Periodic Reporting for period 1 - BioGeoMetal (Nutrients in anoxic oceans – Trace metals in modern and ancient environments)
Reporting period: 2019-12-01 to 2021-11-30
Trace elements are essential to life and are taken up in phytoplankton cells. Many of these elements are also less soluble in waters with less oxygen, such that high enrichments of these elements in the sedimentary record are used as geochemical tracers for low-oxygen conditions. Ongoing ocean deoxygenation may lower the availability of some bio-essential trace metals and this could ultimately affect marine ecosystems. The aims of this study are three-fold: 1) Improve reconstructions of past low-oxygen conditions using trace-element based geochemical tracers, 2) Evaluate the behaviour of bio-essential trace elements in low-oxygen conditions, and 3) Reconstruct the relative availability of trace element micronutrients over Earth's history.

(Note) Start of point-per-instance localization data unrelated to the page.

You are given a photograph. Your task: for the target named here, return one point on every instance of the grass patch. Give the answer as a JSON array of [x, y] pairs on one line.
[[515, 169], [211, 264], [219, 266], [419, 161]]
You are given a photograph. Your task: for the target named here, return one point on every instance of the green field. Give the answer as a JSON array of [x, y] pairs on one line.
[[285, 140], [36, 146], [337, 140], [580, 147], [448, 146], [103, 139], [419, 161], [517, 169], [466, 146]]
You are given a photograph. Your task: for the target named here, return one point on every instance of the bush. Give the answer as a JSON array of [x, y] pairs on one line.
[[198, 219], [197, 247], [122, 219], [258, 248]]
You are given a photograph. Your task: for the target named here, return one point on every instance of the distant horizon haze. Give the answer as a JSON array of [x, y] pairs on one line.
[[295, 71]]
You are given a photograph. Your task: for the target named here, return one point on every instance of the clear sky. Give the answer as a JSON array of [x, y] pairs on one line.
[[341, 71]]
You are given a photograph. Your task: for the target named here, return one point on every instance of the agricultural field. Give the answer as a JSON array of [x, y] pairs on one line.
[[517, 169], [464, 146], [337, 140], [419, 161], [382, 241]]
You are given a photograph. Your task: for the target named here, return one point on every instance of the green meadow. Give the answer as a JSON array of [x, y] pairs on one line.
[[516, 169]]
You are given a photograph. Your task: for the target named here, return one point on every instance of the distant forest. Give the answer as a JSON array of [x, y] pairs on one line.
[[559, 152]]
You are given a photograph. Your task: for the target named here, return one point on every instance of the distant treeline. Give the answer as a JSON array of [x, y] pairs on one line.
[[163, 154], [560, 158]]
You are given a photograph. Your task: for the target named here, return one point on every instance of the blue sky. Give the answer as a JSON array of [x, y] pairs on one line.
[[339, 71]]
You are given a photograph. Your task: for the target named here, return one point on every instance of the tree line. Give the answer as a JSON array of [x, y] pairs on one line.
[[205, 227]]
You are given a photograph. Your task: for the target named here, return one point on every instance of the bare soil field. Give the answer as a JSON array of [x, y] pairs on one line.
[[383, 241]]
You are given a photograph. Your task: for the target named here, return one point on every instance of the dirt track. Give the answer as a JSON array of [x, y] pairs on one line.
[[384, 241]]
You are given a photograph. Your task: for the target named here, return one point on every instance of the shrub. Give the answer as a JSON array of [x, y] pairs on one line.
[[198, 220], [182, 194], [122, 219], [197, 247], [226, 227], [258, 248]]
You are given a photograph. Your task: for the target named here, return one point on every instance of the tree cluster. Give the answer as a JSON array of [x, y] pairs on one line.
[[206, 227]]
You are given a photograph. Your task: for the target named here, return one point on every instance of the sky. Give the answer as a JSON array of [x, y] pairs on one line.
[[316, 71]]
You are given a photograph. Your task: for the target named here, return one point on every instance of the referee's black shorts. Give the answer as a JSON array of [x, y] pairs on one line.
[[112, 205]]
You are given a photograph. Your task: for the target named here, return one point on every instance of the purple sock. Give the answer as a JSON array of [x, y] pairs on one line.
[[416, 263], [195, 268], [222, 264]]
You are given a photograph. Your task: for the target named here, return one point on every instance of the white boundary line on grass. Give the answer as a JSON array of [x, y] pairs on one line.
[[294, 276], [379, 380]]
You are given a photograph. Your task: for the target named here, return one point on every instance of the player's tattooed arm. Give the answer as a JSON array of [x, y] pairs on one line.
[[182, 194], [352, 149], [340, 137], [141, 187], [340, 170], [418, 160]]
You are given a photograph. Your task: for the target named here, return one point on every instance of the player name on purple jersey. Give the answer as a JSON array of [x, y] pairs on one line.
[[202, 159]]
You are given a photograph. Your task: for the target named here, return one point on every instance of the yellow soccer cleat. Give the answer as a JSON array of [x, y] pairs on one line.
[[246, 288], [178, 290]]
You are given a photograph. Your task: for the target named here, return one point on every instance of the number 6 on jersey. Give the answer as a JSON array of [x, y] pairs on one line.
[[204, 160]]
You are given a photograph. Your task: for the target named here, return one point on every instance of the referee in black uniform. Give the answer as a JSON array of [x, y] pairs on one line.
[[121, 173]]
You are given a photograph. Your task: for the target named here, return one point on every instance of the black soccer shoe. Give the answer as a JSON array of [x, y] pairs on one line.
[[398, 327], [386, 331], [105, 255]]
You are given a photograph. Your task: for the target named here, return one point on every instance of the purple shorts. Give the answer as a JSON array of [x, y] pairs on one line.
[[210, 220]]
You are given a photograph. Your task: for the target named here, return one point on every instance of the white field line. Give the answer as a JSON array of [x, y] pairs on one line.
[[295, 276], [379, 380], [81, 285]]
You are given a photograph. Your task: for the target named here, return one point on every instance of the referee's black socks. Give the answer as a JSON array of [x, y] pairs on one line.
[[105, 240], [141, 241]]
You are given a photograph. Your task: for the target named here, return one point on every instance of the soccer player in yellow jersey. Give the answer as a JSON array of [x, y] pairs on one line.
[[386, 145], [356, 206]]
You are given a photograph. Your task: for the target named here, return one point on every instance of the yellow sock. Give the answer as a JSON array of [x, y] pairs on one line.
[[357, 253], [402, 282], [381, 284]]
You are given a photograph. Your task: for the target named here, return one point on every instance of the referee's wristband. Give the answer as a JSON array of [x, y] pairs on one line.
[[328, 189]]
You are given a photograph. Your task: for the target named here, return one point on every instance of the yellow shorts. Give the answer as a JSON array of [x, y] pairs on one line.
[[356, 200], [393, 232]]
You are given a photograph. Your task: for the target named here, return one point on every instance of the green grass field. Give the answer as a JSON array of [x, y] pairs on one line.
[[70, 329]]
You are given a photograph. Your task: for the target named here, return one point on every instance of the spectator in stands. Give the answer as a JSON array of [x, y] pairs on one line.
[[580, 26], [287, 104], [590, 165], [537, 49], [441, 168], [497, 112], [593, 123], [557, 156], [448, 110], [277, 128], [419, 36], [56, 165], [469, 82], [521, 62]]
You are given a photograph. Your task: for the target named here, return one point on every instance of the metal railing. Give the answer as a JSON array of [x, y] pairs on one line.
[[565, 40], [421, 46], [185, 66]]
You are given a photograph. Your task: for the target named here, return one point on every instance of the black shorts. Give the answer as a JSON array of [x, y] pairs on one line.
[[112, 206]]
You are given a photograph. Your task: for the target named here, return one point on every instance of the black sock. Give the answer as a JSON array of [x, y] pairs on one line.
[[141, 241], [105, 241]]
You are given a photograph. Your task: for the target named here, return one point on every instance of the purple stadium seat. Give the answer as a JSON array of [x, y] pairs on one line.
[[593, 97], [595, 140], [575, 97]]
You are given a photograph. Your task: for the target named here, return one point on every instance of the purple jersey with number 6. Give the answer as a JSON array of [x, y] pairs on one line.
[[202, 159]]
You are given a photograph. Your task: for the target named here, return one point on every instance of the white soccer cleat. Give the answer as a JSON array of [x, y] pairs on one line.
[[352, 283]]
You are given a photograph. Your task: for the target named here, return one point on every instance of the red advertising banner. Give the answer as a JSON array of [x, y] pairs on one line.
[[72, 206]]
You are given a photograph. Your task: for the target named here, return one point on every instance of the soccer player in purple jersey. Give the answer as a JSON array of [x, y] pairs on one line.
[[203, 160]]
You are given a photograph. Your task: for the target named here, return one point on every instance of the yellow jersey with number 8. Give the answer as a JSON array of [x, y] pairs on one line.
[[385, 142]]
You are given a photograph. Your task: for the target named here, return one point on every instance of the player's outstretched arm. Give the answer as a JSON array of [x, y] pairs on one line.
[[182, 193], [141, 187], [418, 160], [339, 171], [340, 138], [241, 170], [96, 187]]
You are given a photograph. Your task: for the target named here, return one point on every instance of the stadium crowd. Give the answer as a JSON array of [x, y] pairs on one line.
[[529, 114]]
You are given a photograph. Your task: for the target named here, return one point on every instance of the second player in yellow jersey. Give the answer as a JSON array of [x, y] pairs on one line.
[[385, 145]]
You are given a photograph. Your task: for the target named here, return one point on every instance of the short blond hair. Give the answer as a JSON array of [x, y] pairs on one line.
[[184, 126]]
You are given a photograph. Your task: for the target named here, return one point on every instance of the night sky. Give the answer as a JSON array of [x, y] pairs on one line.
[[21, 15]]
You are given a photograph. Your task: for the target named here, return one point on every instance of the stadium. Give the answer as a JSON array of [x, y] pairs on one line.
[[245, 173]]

(These aims represent a slight deviation from the original proposal as a consequence of the outbreak of the SARS-CoV-2 pandemic. The planning and content of the project was affected by the pandemic and associated measures, which started ~3 months into the project. However, the revised aims and approach serve the same overall goal: to better understand trace element cycling in low-oxygen waters. Originally, the objectives (also) included study of intervals of global perturbations to the Earth's environment and the development of new laboratory methods. These targets have been replaced with a more detailed study of local and regional trace-element cycling and the compilation and use of large datasets that can substitute for the more specific analyses.)
2. Trace-element nutrient cycles were studied in detail in the high-productive Namibian Margin. Pore water, sediment, and seawater samples were analysed from four stations with different depositional redox conditions. These analyses highlight organic-rich continental-margin sediments as a relevant source or sink of trace elements to the ocean that contributes to closing the global isotopic mass balance.
3. A large dataset of trace element concentration data was compiled to assess long-term trends in micronutrient availability. The compiled data show that the relative availability of different bio-essential trace elements varied over time in association with the oxygenation of the ocean. These trends may have contributed to changes in the dominant primary producers in the ocean over the last few 100 Myrs.